- Die drei !!!
- Genre: Mystery Adventure
- Created by: Sina Flammang Doris Laske
- Based on: Three Investigators by Robert Arthur Jr.
- Screenplay by: Sina Flammang Doris Laske
- Directed by: Barbara Kronenberg Kim Strobl
- Music by: Torsten Kamps Heiko Maile
- Country of origin: Germany
- Original language: German
- No. of seasons: 1
- No. of episodes: 10

Production
- Producer: Christian Becker
- Running time: 41 minutes

Original release
- Network: Disney+
- Release: 6 September 2023

= The Three Detectives (TV series) =

The Three Detectives (Die drei !!!) is a German mystery adventure television series that premiered on Disney+ on 6 September 2023. The series is adaption of Three Investigators about three young detectives, played by Purnima Grätz (Kim), Bella Bading (Franzi) and Lilith Jonah (Marie).
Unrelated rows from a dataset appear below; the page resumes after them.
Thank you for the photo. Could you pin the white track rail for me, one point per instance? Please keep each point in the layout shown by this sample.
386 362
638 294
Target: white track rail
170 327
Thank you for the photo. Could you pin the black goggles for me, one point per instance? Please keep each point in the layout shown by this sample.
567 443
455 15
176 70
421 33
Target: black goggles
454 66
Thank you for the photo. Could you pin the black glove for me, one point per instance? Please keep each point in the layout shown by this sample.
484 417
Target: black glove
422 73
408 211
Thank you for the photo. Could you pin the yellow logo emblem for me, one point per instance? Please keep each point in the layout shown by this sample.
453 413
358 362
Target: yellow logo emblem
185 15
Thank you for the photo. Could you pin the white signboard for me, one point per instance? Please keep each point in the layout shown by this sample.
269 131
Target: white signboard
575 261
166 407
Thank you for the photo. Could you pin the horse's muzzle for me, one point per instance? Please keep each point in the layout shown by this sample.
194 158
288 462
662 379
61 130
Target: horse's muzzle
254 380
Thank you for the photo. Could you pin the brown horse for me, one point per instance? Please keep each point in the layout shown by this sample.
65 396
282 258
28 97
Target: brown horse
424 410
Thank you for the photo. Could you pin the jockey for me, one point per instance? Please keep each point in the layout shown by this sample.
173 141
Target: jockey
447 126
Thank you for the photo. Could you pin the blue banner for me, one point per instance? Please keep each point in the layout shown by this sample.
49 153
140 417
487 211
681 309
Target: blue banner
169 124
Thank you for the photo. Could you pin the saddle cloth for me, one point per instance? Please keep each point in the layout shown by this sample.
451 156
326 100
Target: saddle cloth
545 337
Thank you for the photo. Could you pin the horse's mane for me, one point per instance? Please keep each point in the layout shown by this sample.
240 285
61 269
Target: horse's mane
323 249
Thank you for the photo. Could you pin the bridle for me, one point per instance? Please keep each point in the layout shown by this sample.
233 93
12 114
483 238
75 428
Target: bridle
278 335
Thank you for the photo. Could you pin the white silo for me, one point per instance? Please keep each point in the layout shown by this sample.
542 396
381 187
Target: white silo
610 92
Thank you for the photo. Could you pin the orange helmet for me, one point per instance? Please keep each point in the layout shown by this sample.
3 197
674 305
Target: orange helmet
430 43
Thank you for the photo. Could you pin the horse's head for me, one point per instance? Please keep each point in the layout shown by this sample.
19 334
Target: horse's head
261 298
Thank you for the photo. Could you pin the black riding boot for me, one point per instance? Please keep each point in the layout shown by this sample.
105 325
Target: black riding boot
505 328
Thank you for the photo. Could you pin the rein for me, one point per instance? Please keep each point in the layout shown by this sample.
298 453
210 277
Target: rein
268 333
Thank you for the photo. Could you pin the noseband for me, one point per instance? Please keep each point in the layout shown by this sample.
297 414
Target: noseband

At the 2024 Grimme-Preis Awards, the three lead actresses Bading, Grätz and Johna were awarded the Grimme Special Prize for their ensemble performance in the series.

== Summary ==
The Three Detectives follows the adventures of three best friends: Kim, Marie, and Franzi. They form their own detective club and use their courage, charm, and confidence to solve various cases while navigating their everyday teenage lives. The mysteries they tackle range from theft and blackmail to cyberbullying and social justice issues. Despite their differences, the trio always supports each other and manages to crack every case.